Spider-Man shows up on Broadway
I saw Spider-Man on Broadway just before the holidays. Funny thing was, I saw him in the theater right next to where the musical “Spider-Man: Turn Off the Dark” is playing. This got me to thinking how the producers of the now famous, near-greatest-Broadway-disaster ever could have created a much better show for a lot less money.
We actually were in the New Victory Theater, literally next door to the Foxwoods Theatre on 42nd St. where “Spider-Man” runs, to see the Cirque Shanghai perform “Bai Xi.” The title means “one hundred amazing acts.” And they certainly were. Men and women hurtling and soaring through the air, often without benefit of safety harnesses. A woman stacked chairs three stories high and then stood atop the vertical tower.
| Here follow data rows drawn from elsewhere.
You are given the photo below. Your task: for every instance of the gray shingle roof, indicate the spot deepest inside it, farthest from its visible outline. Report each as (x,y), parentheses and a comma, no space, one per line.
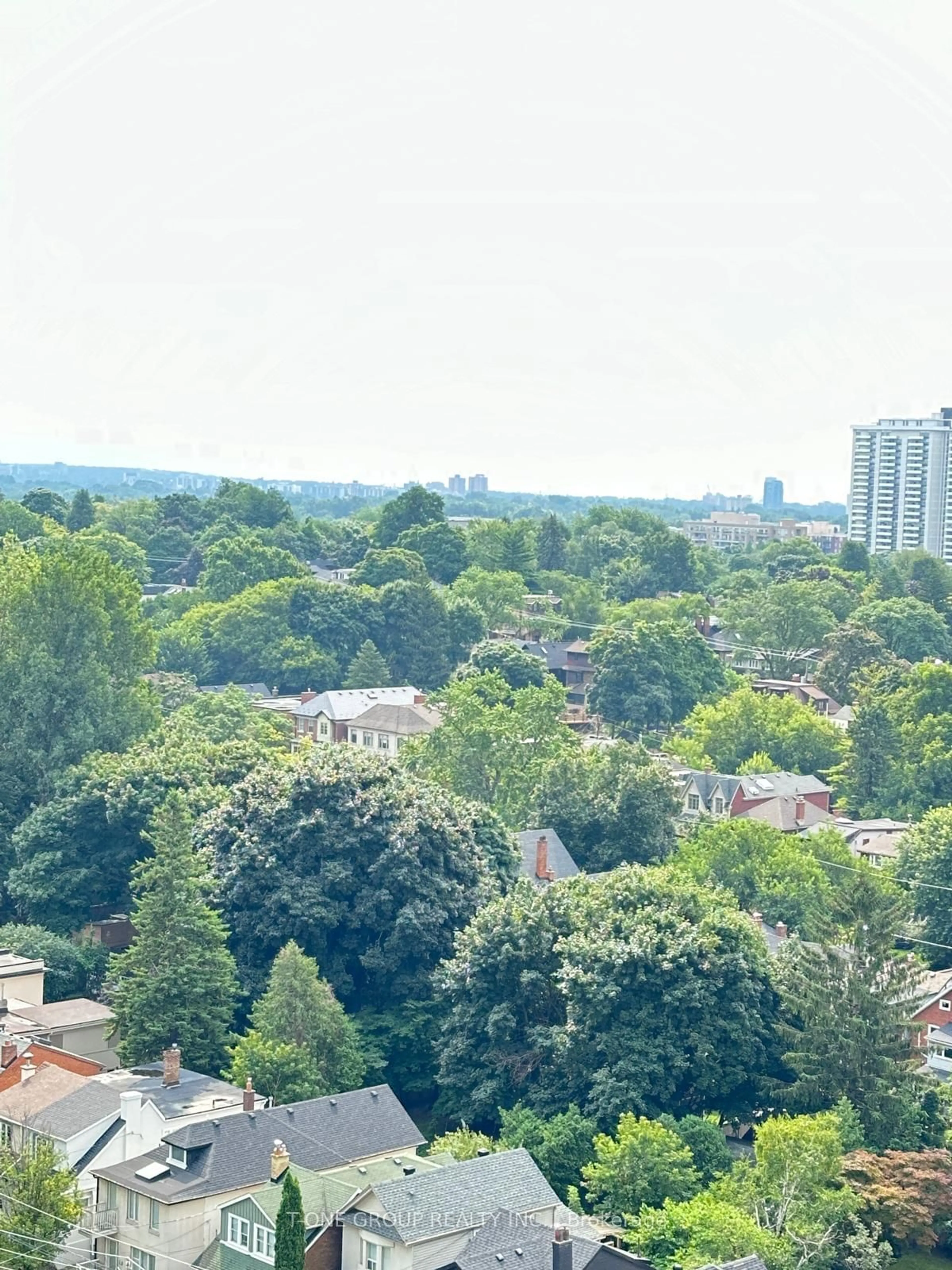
(235,1151)
(559,859)
(461,1197)
(411,721)
(345,704)
(493,1248)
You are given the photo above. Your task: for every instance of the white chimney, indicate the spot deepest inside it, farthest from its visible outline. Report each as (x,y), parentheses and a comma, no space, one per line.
(131,1112)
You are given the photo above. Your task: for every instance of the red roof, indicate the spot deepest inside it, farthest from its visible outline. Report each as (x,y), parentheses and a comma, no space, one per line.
(11,1075)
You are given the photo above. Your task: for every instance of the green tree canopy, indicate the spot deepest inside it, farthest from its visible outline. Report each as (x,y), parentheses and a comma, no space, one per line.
(441,548)
(493,742)
(73,646)
(290,1227)
(642,1166)
(235,564)
(784,623)
(416,506)
(78,849)
(610,806)
(82,512)
(369,868)
(909,628)
(389,564)
(652,676)
(518,668)
(369,670)
(176,984)
(579,992)
(746,723)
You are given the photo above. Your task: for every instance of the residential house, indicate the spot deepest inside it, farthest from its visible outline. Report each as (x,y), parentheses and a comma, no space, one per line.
(931,1009)
(545,858)
(385,728)
(809,695)
(247,1227)
(326,717)
(787,801)
(167,1202)
(428,1221)
(78,1025)
(570,664)
(96,1119)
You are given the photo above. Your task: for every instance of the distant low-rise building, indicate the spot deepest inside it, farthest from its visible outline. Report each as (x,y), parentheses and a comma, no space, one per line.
(327,717)
(786,801)
(545,858)
(385,728)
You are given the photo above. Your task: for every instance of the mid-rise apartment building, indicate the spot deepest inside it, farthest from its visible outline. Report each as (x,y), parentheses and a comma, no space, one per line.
(900,491)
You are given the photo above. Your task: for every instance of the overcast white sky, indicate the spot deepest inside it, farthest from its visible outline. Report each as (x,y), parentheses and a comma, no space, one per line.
(620,247)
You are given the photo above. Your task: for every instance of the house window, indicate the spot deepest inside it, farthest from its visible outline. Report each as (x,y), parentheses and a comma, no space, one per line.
(374,1257)
(239,1231)
(265,1244)
(141,1260)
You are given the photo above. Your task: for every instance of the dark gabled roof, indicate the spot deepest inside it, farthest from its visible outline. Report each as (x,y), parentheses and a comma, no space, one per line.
(235,1151)
(460,1197)
(493,1246)
(559,859)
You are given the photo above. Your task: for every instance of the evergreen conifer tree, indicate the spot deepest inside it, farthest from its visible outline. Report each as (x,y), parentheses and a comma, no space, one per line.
(177,982)
(290,1227)
(369,668)
(82,514)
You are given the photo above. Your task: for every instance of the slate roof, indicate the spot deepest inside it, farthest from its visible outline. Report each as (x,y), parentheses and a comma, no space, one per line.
(559,859)
(66,1014)
(235,1151)
(493,1248)
(411,721)
(461,1197)
(346,704)
(58,1103)
(781,784)
(782,813)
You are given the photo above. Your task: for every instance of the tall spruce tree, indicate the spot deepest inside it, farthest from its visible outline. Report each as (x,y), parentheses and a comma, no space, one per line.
(290,1227)
(177,982)
(369,668)
(82,514)
(300,1009)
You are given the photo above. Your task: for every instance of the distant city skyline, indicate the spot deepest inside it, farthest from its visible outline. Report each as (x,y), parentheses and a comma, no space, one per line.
(550,242)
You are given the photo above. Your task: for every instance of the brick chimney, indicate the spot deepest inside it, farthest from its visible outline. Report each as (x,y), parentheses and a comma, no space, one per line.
(280,1160)
(172,1065)
(542,869)
(562,1249)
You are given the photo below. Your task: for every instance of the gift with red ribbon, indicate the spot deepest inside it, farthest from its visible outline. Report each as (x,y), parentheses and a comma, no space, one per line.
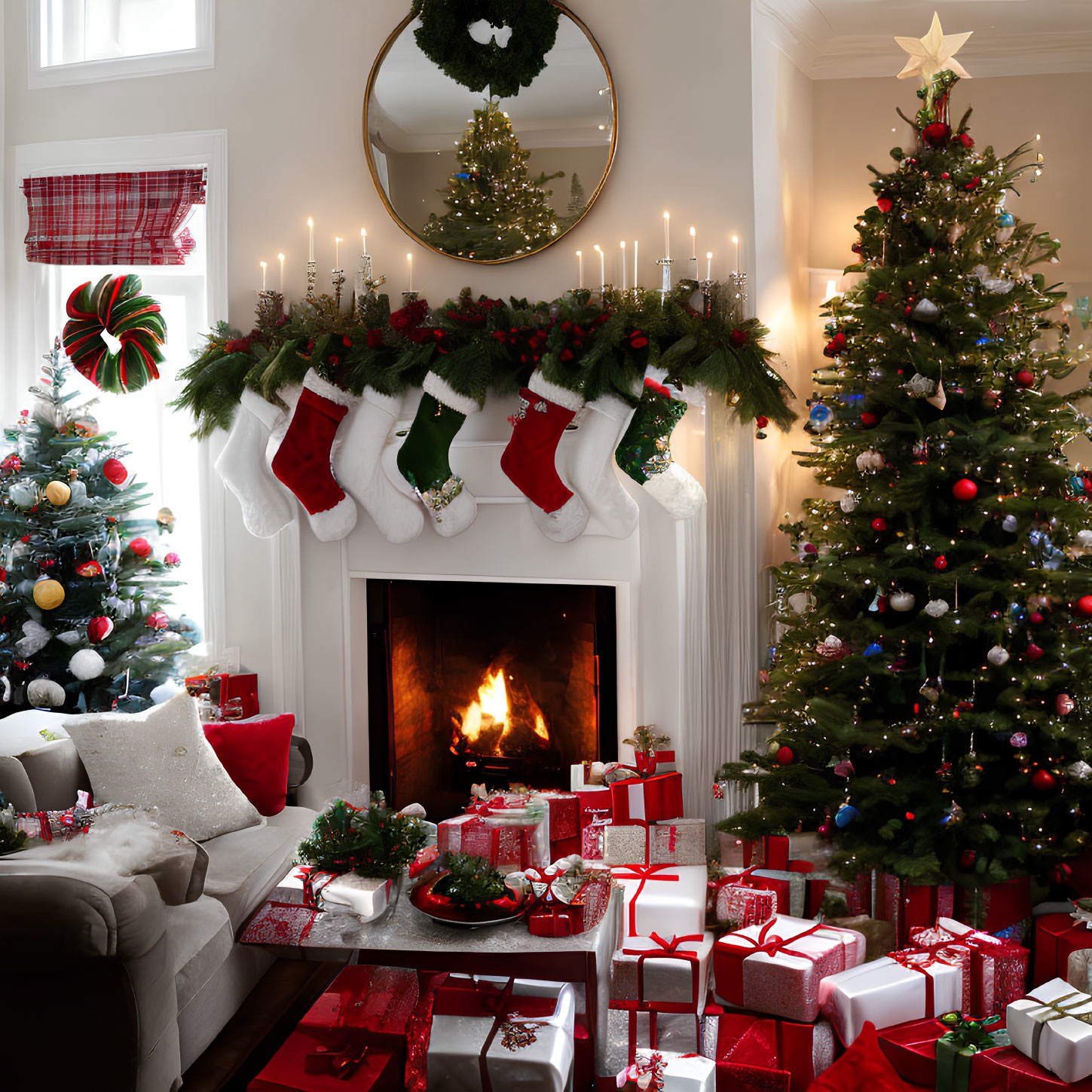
(654,974)
(995,971)
(664,899)
(776,968)
(734,1040)
(905,985)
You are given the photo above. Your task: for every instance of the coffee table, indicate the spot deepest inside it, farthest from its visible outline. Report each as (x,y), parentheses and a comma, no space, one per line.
(406,937)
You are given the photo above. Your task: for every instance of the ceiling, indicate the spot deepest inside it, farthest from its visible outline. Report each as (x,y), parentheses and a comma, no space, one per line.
(837,39)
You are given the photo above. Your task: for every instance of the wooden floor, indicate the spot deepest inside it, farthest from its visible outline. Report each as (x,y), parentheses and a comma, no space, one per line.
(263,1022)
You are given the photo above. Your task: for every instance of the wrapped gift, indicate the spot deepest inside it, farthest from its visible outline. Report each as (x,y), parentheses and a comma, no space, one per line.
(678,1072)
(742,1043)
(995,971)
(662,975)
(944,1054)
(776,968)
(1057,937)
(678,842)
(664,899)
(907,985)
(647,800)
(512,1038)
(907,904)
(625,844)
(1053,1026)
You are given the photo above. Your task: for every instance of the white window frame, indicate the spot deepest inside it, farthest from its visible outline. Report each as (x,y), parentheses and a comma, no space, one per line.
(206,148)
(118,68)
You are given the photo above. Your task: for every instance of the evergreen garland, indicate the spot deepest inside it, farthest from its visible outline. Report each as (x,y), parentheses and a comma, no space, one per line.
(445,39)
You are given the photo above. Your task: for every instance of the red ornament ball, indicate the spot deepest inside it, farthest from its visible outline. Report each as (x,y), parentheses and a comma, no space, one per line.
(1043,781)
(115,472)
(965,489)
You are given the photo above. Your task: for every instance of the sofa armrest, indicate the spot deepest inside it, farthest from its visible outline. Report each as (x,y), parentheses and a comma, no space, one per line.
(56,911)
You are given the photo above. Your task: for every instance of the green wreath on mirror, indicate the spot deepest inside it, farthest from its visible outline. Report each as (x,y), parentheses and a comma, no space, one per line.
(445,39)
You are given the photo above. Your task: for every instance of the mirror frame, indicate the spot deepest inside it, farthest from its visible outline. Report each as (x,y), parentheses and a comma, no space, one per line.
(405,228)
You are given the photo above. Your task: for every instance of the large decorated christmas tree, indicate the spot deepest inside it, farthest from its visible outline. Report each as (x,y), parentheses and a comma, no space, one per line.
(497,209)
(931,687)
(82,603)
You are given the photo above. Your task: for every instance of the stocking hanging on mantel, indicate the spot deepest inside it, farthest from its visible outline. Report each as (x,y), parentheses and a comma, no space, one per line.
(121,219)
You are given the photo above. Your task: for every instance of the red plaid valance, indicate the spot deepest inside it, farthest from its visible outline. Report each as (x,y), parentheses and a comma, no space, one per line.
(112,219)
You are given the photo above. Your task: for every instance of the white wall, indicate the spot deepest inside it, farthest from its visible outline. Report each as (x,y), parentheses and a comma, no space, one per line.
(289,87)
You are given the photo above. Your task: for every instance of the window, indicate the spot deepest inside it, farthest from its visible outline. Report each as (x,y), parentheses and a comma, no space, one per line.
(87,41)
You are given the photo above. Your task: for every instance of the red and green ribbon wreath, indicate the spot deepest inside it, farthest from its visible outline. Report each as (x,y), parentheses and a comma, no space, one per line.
(115,307)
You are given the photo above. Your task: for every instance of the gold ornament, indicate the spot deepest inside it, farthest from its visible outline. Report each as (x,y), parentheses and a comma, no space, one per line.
(48,594)
(933,54)
(58,494)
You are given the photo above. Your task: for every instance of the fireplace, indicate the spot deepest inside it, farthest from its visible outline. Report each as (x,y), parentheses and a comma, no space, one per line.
(487,683)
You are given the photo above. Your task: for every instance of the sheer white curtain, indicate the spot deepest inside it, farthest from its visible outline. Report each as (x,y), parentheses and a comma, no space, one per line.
(721,613)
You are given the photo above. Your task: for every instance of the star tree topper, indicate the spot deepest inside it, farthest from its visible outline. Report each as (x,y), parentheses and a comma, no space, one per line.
(934,53)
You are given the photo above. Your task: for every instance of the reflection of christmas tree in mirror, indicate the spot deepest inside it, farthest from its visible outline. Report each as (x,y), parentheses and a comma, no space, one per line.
(497,210)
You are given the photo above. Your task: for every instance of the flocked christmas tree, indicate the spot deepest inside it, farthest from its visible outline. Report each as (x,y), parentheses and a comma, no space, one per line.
(931,681)
(497,210)
(83,598)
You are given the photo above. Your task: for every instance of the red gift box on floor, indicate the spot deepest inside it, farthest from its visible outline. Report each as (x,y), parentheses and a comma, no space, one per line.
(744,1045)
(1056,936)
(912,904)
(647,800)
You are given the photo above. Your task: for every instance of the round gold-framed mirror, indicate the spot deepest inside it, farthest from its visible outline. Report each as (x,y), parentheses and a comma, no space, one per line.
(487,179)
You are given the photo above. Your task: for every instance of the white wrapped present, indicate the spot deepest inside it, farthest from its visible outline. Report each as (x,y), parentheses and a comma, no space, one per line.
(668,975)
(778,967)
(664,899)
(907,985)
(680,1072)
(1053,1026)
(521,1053)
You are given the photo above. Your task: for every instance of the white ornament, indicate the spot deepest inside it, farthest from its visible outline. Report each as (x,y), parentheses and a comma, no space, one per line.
(87,664)
(45,693)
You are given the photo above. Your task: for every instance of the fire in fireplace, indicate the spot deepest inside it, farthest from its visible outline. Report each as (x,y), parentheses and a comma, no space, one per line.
(487,683)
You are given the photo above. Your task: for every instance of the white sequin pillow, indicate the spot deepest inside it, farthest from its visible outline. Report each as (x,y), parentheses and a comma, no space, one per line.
(161,758)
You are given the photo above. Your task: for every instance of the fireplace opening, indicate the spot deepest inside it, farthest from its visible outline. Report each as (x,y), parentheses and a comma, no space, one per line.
(487,683)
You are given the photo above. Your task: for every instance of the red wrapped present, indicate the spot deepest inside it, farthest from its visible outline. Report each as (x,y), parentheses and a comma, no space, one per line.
(1056,936)
(647,800)
(995,971)
(912,904)
(1001,909)
(776,968)
(742,1043)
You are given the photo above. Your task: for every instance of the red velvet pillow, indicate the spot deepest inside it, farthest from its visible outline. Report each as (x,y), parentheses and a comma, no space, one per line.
(255,754)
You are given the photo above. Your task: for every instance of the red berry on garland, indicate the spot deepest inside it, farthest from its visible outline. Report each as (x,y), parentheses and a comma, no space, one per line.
(965,489)
(1043,781)
(115,472)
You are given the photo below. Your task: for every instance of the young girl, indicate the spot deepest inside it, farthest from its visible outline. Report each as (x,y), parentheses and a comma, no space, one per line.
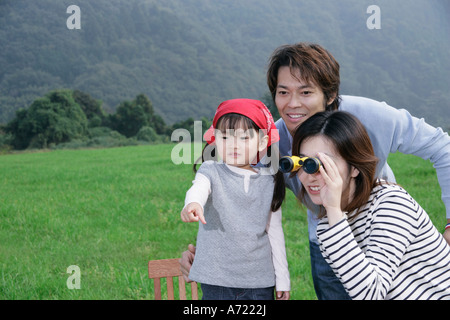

And then disassembled her way down again. Two men ran around the spinning double Wheel of Death, seemingly sticking to the metal of this out-of-control carnival ride like a spider-man would.
My gasps, my ten-year-old son’s gasps, at the “Bai Xi” stunts were far louder, far more numerous and far more enthusiastic than when we saw “Turn Off the Dark” a year ago as it lurched toward its eventual opening night.
That’s when I had my brilliant idea. The producers of “Turn Off the Dark” should have just shipped a few issues of “The Amazing Spider-Man” from the early days to these practitioners of the 2,000-year-old art of Chinese acrobatics. They’d have come up with twice the show, saving who knows how much money. And it would have opened on time.